Birdwatching from the top of the tower hide
Next on the itinerary was a long drive to the Zaragosa plains, south from Bujarloz in Aragón. This is arid steppe country, habitat of larks, bustards and sandgrouse. There were Calandra Larks (the largest of the European lark species) aplenty, and we found a covey of Black-bellied Sandgrouse and a small flock of Great Bustards on the wing as they flew off into the morning mist. This is also the home of the rare and restricted DuPont's Lark, an extremely elusive species that sings at night and spends the day concealed in vegetation. We regarded ourselves fortunate to locate a couple of singing males as darkness fell and the air temperature plummeted.

The plains in Spain really do seem plain...

...until you see the gorge carved into them by the River Ebro near Escatrón
The final part of our excursion, and the most eagerly anticipated, was three days in the Spanish Pyrenees where we stayed at the Boletas Birdwatching Centre in the village of Loporzano near Huesca, as guests of Josele Saiz and his wife Esther. The target species here were unashamedly Wallcreeper and Lammergeier, and Josele was generous with local knowledge as to where we might search.

The Wallcreeper has always been an iconic bird for birdwatchers, not only because of its attractiveness, but because locating it on its breeding grounds on vertical rock faces high in alpine areas has always represented a challenge. It is only comparatively recently the birders have recognised the possibility of finding them in winter when they descend to the more accessible foothills. Our first stop was at the towering columns at Riglos, a well-known spot for Wallcreepers.
The pinnacles of Riglos ( the Mallos de Riglos)
Although we found no Wallcreeper here, we were rewarded with good views of hundreds of Griffon Vultures circling in the sky preparing to roost on the cliffs, and also a Black Wheatear and Blue Rock Thrush. However, a stop by a reservoir damn a little further up the valley at Embalse de la Peña, Stuart spotted a bird sitting on a rock that gave us both a fleeting glimpse of the elusive Wallcreeper before it flew off.
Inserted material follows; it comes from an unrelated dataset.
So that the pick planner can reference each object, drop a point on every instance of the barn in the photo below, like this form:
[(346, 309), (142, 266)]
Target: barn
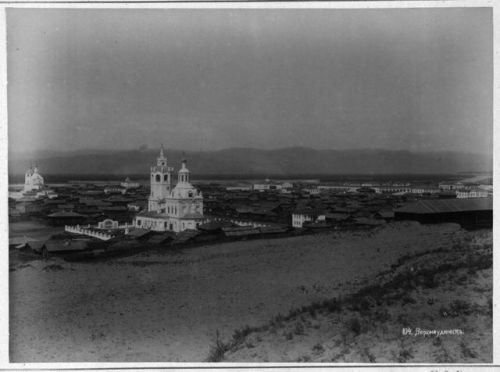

It was the next morning, on the face of a quarry suggested by Josele, that we obtained our really memorable views of a this bird.
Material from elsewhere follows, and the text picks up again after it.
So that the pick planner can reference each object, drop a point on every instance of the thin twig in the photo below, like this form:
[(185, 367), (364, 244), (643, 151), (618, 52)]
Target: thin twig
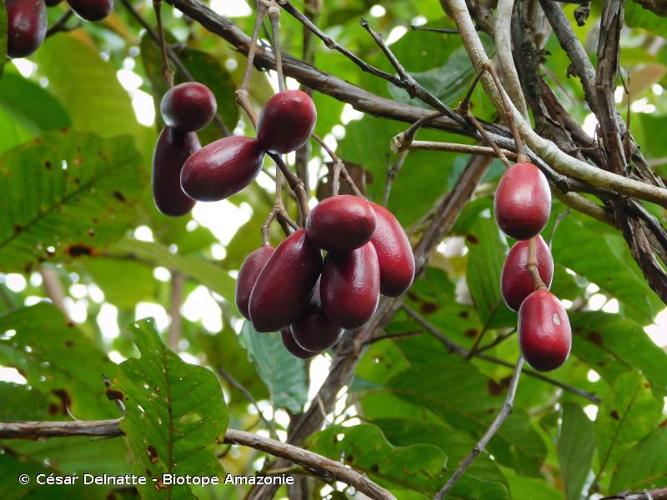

Wallcreeper (image source)
Our final quest, the Lammergeier, demanded higher altitudes and on our last day we set off for the Spanish/French border above Sallent de Gállego, well above the snow line and among the ski resorts.
High in the Pyrenees

Maybe because of the number of skiers, birds of any kind were scarce, and we felt we had one remaining card to play: a foray into Spain's iconic Ordessa National Park. Rising into the park north from Torla, we eventually got to the car park (thanks to recent snow-plough activity) where we were confronted by the most stunning scenery.

The magnificent Ordessa National Park in the heart of the Pyrenees
High above the crags circled a flock of Alpine Choughs and a Golden Eagle. And it was in this area that we obtained our view of a Lammergeier circling over a ridge. Seen through a telescope it was unmistakeable with its slender, almost falcon-like wings and long dark wedge-shaped tail.
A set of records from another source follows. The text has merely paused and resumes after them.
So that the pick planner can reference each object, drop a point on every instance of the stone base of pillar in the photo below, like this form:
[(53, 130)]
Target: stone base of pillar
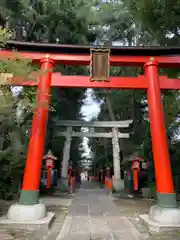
[(161, 219), (28, 217), (63, 185), (18, 212), (118, 185)]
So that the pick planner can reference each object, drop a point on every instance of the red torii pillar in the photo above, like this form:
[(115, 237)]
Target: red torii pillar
[(164, 182), (30, 190)]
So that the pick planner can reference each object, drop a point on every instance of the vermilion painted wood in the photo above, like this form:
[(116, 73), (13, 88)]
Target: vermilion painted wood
[(32, 171), (84, 59), (164, 181), (115, 82)]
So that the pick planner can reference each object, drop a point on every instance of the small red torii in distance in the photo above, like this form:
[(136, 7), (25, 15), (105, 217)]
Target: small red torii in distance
[(50, 54)]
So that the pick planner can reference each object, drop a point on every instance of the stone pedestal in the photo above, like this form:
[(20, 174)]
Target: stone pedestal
[(28, 217), (161, 219), (18, 212)]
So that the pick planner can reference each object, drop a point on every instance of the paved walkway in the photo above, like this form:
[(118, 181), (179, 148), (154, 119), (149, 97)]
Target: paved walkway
[(93, 215)]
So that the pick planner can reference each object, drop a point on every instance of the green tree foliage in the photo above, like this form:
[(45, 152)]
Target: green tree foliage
[(140, 23)]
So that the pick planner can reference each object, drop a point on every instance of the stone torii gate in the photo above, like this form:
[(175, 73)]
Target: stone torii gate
[(166, 213), (69, 133)]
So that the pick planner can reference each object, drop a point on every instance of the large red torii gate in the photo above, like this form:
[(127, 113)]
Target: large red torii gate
[(50, 54)]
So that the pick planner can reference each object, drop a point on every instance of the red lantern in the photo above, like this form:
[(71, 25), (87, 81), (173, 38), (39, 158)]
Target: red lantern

O'er Pyreneean mountain ridge and coll
With slender wings and diamond tail he soars;
Above the snow-capped peaks does never tire
With regal majesty the Lammergeier

Sunday, February 03, 2008

Maalie on a Mission

Maalie deserves a break. He is on a mission to the Spanish Pyrenees on a quest for the Bonebreaker. A report will follow upon return, about 12 February. Regards to all.